It happens quite often that if you’re a professional shipper and you’ve heard the words “blank sailing,” there’s a decent chance they were accompanied by frustration.
Companies oftentimes manufacture the goods in one place, then assemble the end product in the 2nd place and finally sell it in a 3rd location.
In between all these two locations, or even when it is just about getting the goods from their country of manufacturing to the one where they’ll be sold, it takes some transportation.
So while railroads, trucks and cargo planes are one option, when we talk about some trule big distances, the ocean freight is the king of trade.
Anyways, even as you hire a logistics & transportation company to manage all the fuss for you (and especially if you don’t), knowing about some of the most basic tips for transporting palettes with your goods is essential for absolutely any kind of business.
So, let’s start this list with this one:
1: Use Standard Pallets & Stacking Sizes
While that may sound fairly obvious to most of you, still sometimes it’s best of all to be safe than sorry, hence making sure that all the sizes of the transportation pallets and boxes you use are standard.

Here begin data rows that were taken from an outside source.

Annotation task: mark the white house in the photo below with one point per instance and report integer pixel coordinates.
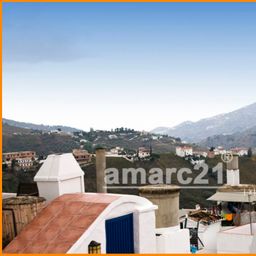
(119, 223)
(59, 174)
(219, 151)
(184, 151)
(239, 151)
(143, 152)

2: Check Wood Shipping Regulations
While there’s no problem with that kind of regulation in the US and most of OECD countries, some big international trading nations do have regulations in regard to limiting the wood shipping.

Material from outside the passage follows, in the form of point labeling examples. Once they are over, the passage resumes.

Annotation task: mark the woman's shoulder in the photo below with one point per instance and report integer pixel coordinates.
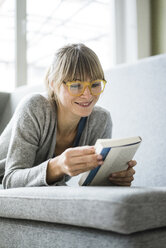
(35, 101)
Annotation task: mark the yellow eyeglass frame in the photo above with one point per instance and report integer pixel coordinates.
(85, 84)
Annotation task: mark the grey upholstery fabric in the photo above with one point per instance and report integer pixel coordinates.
(120, 209)
(136, 97)
(30, 234)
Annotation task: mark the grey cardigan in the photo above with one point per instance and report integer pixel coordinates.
(28, 141)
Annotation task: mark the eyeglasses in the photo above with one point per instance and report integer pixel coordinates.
(77, 88)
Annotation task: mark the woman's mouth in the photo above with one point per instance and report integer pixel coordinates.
(84, 104)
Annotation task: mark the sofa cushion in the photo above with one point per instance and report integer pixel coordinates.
(120, 209)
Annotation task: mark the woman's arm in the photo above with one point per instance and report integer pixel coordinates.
(28, 130)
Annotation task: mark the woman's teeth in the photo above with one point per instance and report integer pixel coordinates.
(87, 104)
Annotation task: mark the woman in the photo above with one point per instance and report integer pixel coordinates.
(51, 137)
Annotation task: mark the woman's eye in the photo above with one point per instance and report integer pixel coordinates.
(75, 86)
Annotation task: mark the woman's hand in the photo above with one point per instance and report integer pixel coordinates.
(72, 162)
(124, 178)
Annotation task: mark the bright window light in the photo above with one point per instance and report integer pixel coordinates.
(50, 25)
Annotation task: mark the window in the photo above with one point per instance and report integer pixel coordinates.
(52, 24)
(7, 45)
(49, 25)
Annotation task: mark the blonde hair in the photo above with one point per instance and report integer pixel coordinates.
(73, 61)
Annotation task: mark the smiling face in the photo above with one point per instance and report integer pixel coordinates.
(78, 106)
(73, 62)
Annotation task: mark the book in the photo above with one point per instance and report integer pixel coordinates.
(116, 154)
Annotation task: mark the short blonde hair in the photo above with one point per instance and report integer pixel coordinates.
(73, 61)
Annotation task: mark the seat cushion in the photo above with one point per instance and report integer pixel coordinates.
(120, 209)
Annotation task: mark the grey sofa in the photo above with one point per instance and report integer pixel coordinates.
(73, 216)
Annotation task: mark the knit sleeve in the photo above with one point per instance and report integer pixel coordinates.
(26, 137)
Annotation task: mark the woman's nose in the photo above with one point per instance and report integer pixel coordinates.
(86, 91)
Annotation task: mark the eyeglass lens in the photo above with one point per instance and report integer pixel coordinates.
(96, 87)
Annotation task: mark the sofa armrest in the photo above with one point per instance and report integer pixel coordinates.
(119, 209)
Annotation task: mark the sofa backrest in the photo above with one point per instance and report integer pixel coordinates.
(8, 102)
(136, 97)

3: Properly Label Palletized Boxes
Once again, while this is still one of the out-there ideas, but you can’t even imagine just how often we see businesses with a very long track record in shipping their goods globally mismanage the labeling and flop right there.
Ultimately this kind of a mistake almost guarantees you (or rather your goods) having a trouble later while on an inspection in some distant port…

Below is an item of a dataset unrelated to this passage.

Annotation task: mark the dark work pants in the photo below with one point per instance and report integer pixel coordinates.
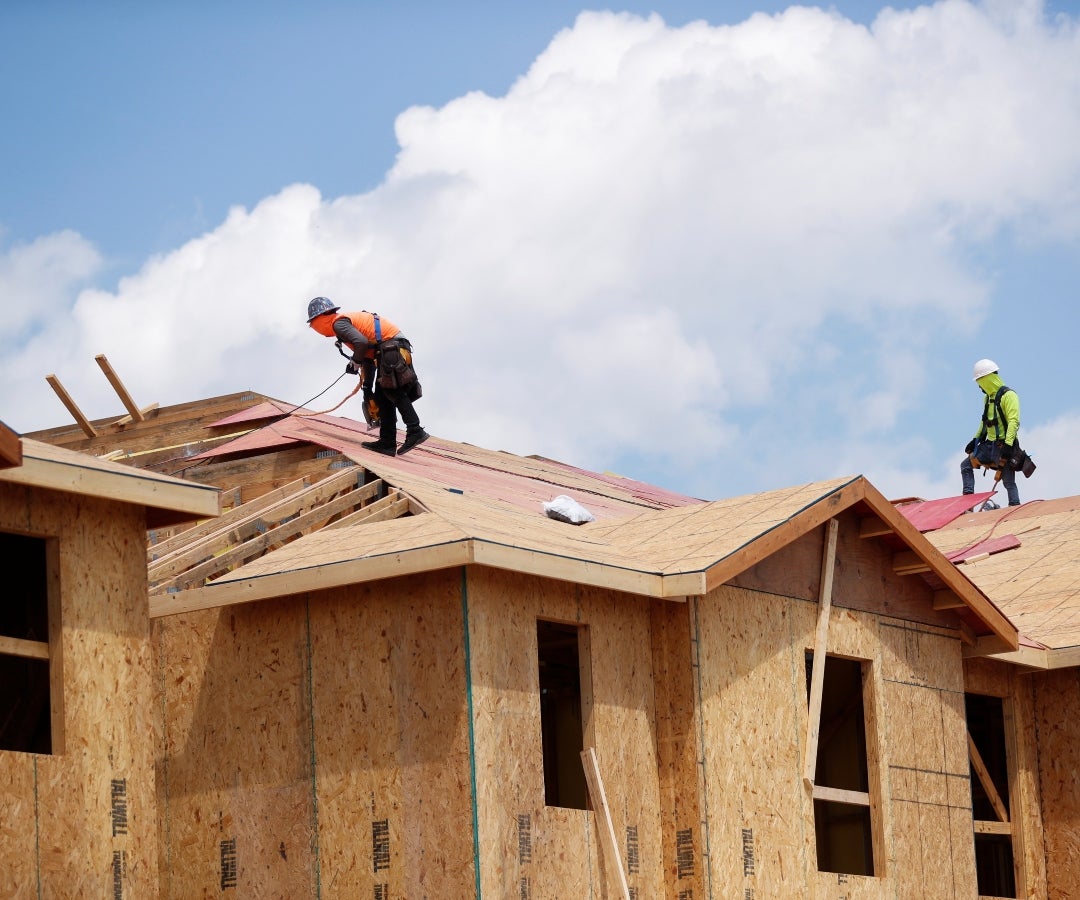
(392, 402)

So, in case you’ve also missed stretchwrapping your boxes or pallets, it’s best of all for you to right that wrong.
All because when shipping your goods over long distances, it’s absolutely imperative to both secure and stretchwrap them, protect them from the elements on the outside and also put in a fiberboard in between the sections.
That’s a useful piece of information. Hopefully my locks works ok. If not, I will surely call the “Stride” for help!
Thanks a million! These tips proved to be uber useful, as I had to explain it recently to my colleague!